Una vez que hubo terminado de tomar las aguas, Mr. Allen no tardó en unirse a un grupo de caballeros aficionados a charlar de política y a discutir las noticias publicadas en los diarios, mientras las señoras se distraían paseando y tomando nota de los rostros nuevos que iban apareciendo y de los trajes y sombreros que lucían las mujeres que pasaban por su lado. El elemento femenino de la familia Thorpe, acompañado del joven Morland, no tardó en llegar, y acto seguido Catherine pudo ocupar su sitio de costumbre, junto a su entrañable amiga. James, acompañante siempre fiel, se colocó al otro lado de la bella joven, y separándose los tres del grupo comenzaron a pasear. Catherine, sin embargo, no tardó en poner en duda las ventajas de una situación que la confinaba a la compañía de su hermano y su amiga, que, por otra parte, no le hacían ni caso. La joven pareja no dejaba de discutir acerca de cualquier asunto divertido o sentimental, pero en voz tan baja y acompañando sus comentarios de carcajadas tan ruidosas, que resultaba imposible seguir el hilo de la conversación aun cuando solicitaron repetidas veces la opinión de la muchacha, quien, por ignorar de qué hablaban, no podía responder nada al respecto.

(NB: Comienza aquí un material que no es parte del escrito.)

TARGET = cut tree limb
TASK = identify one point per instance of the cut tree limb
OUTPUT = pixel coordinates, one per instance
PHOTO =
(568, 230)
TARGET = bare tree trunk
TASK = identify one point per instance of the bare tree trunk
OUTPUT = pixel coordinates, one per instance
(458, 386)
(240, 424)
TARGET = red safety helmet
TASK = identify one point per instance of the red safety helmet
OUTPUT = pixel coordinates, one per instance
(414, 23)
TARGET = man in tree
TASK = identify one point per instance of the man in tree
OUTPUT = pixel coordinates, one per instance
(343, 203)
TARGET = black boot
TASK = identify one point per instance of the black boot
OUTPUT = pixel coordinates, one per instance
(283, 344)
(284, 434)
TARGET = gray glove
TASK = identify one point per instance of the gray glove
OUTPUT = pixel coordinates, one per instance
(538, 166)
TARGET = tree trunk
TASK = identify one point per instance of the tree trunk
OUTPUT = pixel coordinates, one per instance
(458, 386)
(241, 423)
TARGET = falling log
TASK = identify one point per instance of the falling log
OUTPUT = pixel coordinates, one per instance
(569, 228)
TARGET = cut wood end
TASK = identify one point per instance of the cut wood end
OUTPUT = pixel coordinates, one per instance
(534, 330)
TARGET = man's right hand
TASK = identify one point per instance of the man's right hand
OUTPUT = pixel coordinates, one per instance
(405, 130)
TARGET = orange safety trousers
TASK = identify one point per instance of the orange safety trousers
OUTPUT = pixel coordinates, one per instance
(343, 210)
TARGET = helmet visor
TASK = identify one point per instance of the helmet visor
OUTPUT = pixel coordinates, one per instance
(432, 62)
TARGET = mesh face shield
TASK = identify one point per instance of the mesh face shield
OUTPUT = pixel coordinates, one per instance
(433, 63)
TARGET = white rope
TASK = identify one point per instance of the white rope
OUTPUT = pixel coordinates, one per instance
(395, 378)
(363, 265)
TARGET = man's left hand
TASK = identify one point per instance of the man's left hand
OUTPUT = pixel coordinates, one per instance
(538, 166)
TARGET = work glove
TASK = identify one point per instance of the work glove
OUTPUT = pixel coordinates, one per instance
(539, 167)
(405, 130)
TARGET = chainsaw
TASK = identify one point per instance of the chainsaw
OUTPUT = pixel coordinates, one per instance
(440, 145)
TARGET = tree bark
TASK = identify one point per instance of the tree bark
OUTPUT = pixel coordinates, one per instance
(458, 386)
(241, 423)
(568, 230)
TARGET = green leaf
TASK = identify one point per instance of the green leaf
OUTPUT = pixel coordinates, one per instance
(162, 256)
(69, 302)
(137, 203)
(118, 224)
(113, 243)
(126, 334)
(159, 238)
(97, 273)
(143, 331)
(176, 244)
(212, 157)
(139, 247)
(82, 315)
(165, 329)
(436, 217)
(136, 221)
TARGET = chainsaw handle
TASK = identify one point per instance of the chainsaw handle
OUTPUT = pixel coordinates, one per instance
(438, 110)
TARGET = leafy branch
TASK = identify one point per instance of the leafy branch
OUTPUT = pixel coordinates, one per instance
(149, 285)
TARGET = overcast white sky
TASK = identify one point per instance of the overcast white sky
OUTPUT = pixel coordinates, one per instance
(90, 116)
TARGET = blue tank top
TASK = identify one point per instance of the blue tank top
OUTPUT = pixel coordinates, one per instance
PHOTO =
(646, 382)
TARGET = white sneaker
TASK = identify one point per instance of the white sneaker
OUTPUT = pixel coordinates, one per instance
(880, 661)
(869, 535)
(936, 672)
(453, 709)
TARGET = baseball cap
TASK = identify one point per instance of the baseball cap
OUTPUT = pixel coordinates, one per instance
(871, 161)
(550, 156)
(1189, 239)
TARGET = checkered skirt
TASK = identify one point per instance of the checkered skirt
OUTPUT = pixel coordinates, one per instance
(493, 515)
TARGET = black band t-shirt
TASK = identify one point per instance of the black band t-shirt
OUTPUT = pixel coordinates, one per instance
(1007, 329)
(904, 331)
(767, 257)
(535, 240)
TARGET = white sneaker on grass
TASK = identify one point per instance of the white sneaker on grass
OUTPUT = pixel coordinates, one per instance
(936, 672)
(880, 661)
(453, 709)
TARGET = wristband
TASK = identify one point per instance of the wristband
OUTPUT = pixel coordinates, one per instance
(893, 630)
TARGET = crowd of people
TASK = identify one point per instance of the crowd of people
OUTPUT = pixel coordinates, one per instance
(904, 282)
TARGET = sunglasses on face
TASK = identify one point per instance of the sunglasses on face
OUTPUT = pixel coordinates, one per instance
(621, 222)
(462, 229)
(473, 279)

Al fin Catherine logró separarse de Isabella con la excusa de ir a saludar a Miss Tilney, que en aquel momento entraba en el salón acompañada de Mrs. Hughes, y recordando la mala suerte del día anterior, se armó de valor y se apresuró a cambiar frases de afecto con las recién llegadas. Miss Tilney se mostró muy afable y cortés, y se dedicó a hablar con ella mientras las familias amigas permanecieron en el balneario. En ese tiempo cruzaron entre ambas las mismas frases que mil veces antes se habrían pronunciado bajo aquel mismo techo, pero en esta ocasión, y por tratarse de ellas, con una sinceridad y una sencillez nada frecuentes.

—¡Qué bien baila su hermano! —exclamó en cierto momento Catherine, con una ingenuidad que sorprendió y divirtió a su nueva amiga.

—¿Quién, Henry? —contestó Miss Tilney—. Sí, baila muy bien.

—Sin duda la otra noche debió de parecerle algo extraño que yo le dijese que estaba comprometida, cuando en realidad no estaba tomando parte en el baile. Pero le había prometido la primera pieza a Mr. Thorpe.

Miss Tilney asintió con una sonrisa.

—No tiene usted idea —prosiguió Catherine, tras un breve silencio— de lo mucho que me sorprendió el ver aquí a su hermano. Yo creía que se había marchado de Bath.